“Counselors Are on the Scene” – Now What?

(Editor’s note:  Primary care clinicians pride themselves on being able to handle medical emergencies, but the best response after an emotional trauma is less well known.  We often hear after such events that “counselors have been called in” but what do they actually do?  On this 9/11 anniversary, Robin Pesci, who directs a local crisis response team for children, offers some valuable insights on this important topic – DCR) 

by Robin Pesci, LICSW

When there has been a tragedy in the community you will frequently hear about grief counseling being available, counselors being at the school for support or of numbers that people can call to get help from mental health professionals.  Support may be brought in for many types of tragedies, a shooting with many victims, the Red Cross might respond to a house fire or natural disaster, or a school may ask for help with a car accident or a death by suicide.  Many people reach out for help and support after a tragedy but some people are hesitant about having contact with mental health professionals because of the stigma around mental health issues and treatment.  

Robin Pesci, LICSW
Director, First Call for Children and Families
HowardCenter – Child, Youth and Family Services

The support provided to the general community during a tragedy is very different than other types of mental health support like ongoing therapy or psychiatry.   Often they are the same people that do therapy (counselors, social workers, or psychologists) who are providing the mental health response in a tragedy but the type of service is different than what you would see in a therapy office.  There is no time spent on diagnosis or treatment goals.  Support is sometimes provided in an informal setting, individually or in groups and may be limited to a couple of contacts.  When responding to a tragedy, general support is offered to a wide range of people, and something called Psychological First Aid is often provided.  Psychological First Aid can take many forms depending on the type of tragedy.  It could involve sitting with someone while they are crying, getting them tissues, water or food if they need it, or helping connect them to their friends and family for support.  It may also be helping support people while they make cards for those most impacted by the tragedy, supporting someone through a funeral, listening to their story of their experience or connecting them to resources in the community for support.  In response to a tragedy many people will be able to process what happened with this level of general support and continue on with their lives, possibly forever changed.  There may be a group of people for whom further support is needed.  In these instances, the mental health counselor assists in identifying those that many need additional support and connecting them to the most appropriate resources.  
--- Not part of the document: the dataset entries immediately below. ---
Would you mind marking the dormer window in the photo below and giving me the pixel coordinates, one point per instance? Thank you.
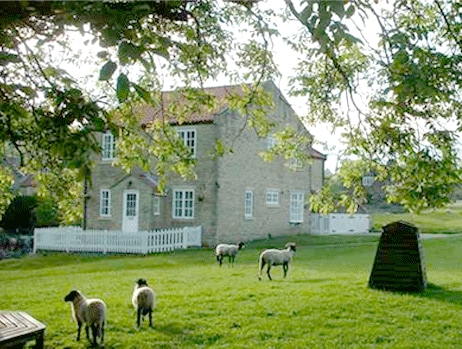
(108, 146)
(189, 137)
(270, 142)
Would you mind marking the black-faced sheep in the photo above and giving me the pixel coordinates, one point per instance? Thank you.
(92, 312)
(223, 250)
(272, 257)
(143, 299)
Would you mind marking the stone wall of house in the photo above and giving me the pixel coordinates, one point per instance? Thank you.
(245, 170)
(220, 186)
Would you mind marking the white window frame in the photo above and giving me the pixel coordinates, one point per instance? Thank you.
(296, 206)
(183, 203)
(105, 203)
(108, 146)
(248, 204)
(156, 208)
(270, 142)
(368, 181)
(272, 197)
(189, 136)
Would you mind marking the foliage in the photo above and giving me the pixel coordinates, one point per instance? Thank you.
(324, 302)
(405, 126)
(20, 216)
(395, 97)
(433, 221)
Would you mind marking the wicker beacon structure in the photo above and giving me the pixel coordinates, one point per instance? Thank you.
(399, 262)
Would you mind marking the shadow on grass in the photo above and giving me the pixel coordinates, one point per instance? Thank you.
(441, 294)
(435, 292)
(184, 335)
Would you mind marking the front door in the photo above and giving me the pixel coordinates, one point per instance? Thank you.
(130, 211)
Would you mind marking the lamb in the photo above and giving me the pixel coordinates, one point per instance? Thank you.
(143, 300)
(231, 251)
(276, 257)
(92, 312)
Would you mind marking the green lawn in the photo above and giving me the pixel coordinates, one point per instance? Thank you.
(323, 303)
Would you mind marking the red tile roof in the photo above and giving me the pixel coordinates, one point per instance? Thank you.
(201, 112)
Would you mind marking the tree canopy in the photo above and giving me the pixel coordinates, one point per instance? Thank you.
(395, 96)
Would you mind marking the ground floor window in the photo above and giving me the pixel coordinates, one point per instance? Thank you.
(156, 210)
(105, 203)
(183, 203)
(248, 204)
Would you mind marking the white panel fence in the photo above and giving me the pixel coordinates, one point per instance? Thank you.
(74, 239)
(340, 223)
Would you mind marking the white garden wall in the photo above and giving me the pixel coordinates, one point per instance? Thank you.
(74, 239)
(340, 223)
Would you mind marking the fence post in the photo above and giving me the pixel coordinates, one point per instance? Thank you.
(144, 242)
(34, 249)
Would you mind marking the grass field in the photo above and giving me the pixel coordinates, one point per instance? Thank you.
(323, 303)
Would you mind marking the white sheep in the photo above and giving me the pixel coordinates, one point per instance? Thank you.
(92, 312)
(276, 257)
(229, 250)
(143, 299)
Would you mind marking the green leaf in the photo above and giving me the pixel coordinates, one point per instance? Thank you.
(102, 54)
(143, 93)
(128, 51)
(350, 11)
(107, 70)
(338, 8)
(123, 87)
(163, 52)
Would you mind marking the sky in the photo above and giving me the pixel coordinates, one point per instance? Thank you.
(286, 60)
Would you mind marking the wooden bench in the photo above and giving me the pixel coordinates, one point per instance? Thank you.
(17, 328)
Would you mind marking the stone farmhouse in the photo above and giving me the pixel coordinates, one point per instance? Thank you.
(236, 197)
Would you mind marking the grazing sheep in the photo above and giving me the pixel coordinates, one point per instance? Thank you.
(231, 251)
(276, 257)
(143, 300)
(92, 312)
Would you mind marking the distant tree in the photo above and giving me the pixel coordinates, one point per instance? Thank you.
(396, 97)
(20, 215)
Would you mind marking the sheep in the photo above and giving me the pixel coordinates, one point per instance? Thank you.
(92, 312)
(231, 251)
(276, 257)
(143, 299)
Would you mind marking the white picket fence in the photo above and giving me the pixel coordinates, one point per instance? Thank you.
(74, 239)
(340, 223)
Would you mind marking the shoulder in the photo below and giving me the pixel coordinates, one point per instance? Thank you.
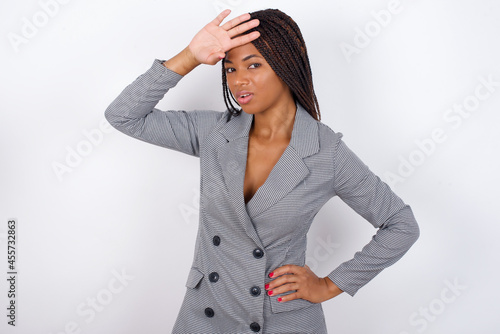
(327, 136)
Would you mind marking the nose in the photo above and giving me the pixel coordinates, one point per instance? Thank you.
(240, 78)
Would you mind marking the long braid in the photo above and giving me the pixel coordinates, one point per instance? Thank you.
(282, 45)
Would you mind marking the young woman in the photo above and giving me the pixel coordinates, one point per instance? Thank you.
(266, 170)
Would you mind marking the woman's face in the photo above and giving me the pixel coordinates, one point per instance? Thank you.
(253, 82)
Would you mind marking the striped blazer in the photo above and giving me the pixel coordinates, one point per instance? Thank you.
(239, 244)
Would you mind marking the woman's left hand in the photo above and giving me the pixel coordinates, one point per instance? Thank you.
(309, 286)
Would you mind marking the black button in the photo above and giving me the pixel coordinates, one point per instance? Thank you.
(255, 291)
(216, 240)
(213, 277)
(209, 312)
(258, 253)
(255, 327)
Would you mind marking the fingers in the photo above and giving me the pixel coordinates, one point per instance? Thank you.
(237, 41)
(236, 21)
(240, 29)
(218, 20)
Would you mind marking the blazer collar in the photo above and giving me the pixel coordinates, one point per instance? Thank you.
(304, 134)
(289, 171)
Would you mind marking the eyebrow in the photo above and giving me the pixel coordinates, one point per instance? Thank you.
(244, 59)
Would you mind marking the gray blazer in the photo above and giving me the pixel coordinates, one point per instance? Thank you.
(239, 244)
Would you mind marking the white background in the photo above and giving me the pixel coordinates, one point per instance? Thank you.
(120, 205)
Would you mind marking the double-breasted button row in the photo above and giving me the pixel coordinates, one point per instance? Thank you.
(254, 290)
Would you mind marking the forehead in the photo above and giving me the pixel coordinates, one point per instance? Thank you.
(242, 51)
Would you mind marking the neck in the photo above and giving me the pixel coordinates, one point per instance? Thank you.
(274, 125)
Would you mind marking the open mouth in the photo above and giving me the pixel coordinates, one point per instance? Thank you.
(245, 98)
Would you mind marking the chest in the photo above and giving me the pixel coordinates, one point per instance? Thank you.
(261, 158)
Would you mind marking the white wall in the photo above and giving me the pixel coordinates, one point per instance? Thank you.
(123, 207)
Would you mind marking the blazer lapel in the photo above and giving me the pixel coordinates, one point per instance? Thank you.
(288, 172)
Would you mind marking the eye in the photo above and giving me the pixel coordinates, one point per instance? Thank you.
(255, 65)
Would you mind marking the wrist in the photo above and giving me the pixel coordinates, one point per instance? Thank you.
(333, 289)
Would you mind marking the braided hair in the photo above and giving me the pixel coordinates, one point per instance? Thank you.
(282, 45)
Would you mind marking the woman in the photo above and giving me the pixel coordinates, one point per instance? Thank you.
(266, 170)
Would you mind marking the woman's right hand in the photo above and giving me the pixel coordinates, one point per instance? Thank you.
(210, 43)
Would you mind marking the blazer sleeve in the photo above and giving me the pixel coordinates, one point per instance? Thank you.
(133, 112)
(370, 197)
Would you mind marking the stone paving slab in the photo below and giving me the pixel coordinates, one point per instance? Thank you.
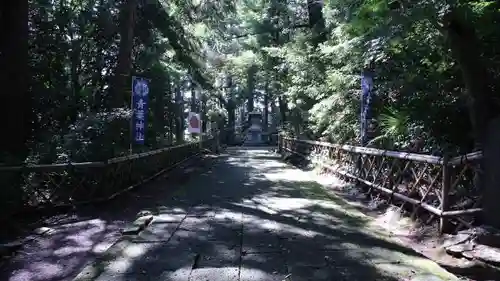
(263, 267)
(216, 274)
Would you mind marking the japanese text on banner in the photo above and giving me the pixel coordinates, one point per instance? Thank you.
(140, 92)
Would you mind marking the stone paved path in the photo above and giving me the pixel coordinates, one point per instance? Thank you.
(253, 218)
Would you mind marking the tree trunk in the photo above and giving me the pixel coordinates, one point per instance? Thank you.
(266, 110)
(124, 64)
(464, 44)
(17, 114)
(250, 87)
(179, 124)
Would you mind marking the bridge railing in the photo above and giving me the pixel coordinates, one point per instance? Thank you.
(41, 187)
(442, 186)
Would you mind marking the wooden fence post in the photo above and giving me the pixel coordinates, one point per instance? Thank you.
(445, 190)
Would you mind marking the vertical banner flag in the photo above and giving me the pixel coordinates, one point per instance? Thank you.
(194, 123)
(140, 92)
(366, 96)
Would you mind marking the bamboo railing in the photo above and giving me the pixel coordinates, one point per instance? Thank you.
(40, 187)
(440, 185)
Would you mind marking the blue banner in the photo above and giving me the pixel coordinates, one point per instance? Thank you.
(140, 93)
(366, 96)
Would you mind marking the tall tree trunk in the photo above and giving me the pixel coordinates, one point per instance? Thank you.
(17, 114)
(18, 117)
(159, 111)
(124, 64)
(483, 108)
(179, 121)
(316, 20)
(250, 87)
(266, 108)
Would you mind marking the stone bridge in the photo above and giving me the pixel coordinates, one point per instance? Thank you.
(241, 215)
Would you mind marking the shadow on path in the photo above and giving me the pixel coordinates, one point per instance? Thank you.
(247, 217)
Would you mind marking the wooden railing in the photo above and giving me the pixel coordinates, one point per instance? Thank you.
(40, 187)
(440, 185)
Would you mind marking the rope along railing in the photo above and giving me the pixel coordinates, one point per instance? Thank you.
(442, 186)
(71, 184)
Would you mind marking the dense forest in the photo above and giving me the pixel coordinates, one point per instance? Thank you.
(68, 64)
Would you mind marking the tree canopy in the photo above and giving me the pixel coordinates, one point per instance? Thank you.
(435, 67)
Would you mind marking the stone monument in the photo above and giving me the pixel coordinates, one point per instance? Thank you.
(254, 131)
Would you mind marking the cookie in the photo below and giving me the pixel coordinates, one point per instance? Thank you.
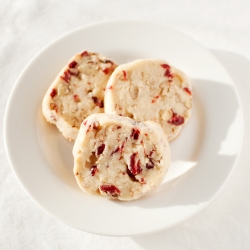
(150, 89)
(77, 92)
(119, 158)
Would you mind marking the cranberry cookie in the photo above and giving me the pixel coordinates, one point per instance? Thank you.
(150, 89)
(119, 158)
(77, 92)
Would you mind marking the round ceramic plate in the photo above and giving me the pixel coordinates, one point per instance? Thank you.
(203, 156)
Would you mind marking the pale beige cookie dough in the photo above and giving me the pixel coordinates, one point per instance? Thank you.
(119, 158)
(150, 89)
(77, 92)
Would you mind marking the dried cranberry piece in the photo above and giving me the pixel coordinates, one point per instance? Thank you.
(165, 66)
(97, 101)
(150, 164)
(100, 149)
(135, 133)
(73, 72)
(134, 167)
(119, 149)
(106, 70)
(139, 169)
(53, 106)
(176, 120)
(93, 170)
(66, 76)
(110, 190)
(167, 72)
(53, 93)
(73, 64)
(84, 53)
(124, 75)
(115, 151)
(109, 61)
(142, 181)
(188, 91)
(76, 98)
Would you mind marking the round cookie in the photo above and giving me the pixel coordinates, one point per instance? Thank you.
(117, 157)
(77, 92)
(150, 89)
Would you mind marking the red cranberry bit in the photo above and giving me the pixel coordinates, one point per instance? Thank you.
(53, 106)
(139, 169)
(150, 153)
(167, 72)
(73, 72)
(100, 149)
(110, 189)
(124, 75)
(106, 71)
(93, 170)
(165, 66)
(97, 102)
(142, 181)
(95, 125)
(135, 133)
(76, 98)
(88, 128)
(66, 76)
(176, 120)
(134, 168)
(188, 91)
(73, 64)
(150, 164)
(115, 151)
(119, 149)
(109, 61)
(53, 93)
(84, 53)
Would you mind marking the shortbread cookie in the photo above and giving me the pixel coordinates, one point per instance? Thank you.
(77, 92)
(117, 157)
(150, 90)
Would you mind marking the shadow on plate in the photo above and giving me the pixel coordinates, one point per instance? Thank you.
(239, 68)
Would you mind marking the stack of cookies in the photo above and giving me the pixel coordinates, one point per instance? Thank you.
(121, 119)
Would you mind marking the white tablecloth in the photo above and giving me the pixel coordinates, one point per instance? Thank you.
(221, 26)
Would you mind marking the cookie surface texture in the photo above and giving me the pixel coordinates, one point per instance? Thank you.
(77, 92)
(150, 89)
(119, 158)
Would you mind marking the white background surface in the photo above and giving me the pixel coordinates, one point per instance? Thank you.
(221, 26)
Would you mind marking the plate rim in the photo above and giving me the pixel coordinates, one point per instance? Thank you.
(17, 82)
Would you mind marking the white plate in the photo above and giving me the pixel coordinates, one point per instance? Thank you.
(204, 155)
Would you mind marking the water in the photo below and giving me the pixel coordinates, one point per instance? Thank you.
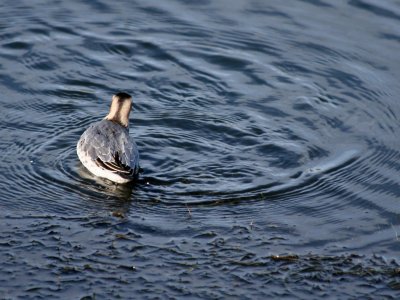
(268, 135)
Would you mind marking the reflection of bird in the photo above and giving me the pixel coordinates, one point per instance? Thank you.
(106, 149)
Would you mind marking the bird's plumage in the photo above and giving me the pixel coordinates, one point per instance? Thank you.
(107, 150)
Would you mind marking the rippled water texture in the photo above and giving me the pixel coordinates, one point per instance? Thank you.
(268, 134)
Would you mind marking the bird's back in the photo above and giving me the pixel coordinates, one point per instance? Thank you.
(108, 146)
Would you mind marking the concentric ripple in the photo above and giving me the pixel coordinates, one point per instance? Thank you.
(262, 128)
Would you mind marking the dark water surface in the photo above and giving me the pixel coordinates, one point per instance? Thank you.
(270, 131)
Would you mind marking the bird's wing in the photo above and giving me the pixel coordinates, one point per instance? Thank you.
(112, 148)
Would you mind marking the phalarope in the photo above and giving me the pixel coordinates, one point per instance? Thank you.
(106, 149)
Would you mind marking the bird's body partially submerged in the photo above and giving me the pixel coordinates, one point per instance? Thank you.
(106, 149)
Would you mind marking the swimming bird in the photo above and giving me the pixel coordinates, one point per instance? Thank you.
(106, 149)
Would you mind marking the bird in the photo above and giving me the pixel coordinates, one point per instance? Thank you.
(105, 147)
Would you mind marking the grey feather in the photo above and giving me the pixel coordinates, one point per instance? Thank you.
(110, 143)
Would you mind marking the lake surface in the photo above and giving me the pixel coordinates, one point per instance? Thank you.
(269, 138)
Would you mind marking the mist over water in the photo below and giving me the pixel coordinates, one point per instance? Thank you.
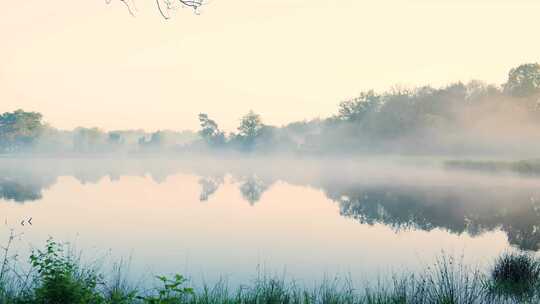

Another role for a mental health response in a tragedy is to provide consultation and support to the systems around people in the community.  Schools, businesses and other community organizations often need help and information to provide a supportive environment to their students or staff.  Mental health providers who are trained to respond after a tragedy can be a great resource about how to handle unique aspects to a tragedy.  Mental health providers may also be part of the first responder team working in conjunction with the police or rescue personnel to support people on the scene of a tragedy as it is happening. 

In a tragedy the more help we can offer to each other the more strength we can find in our community and each other.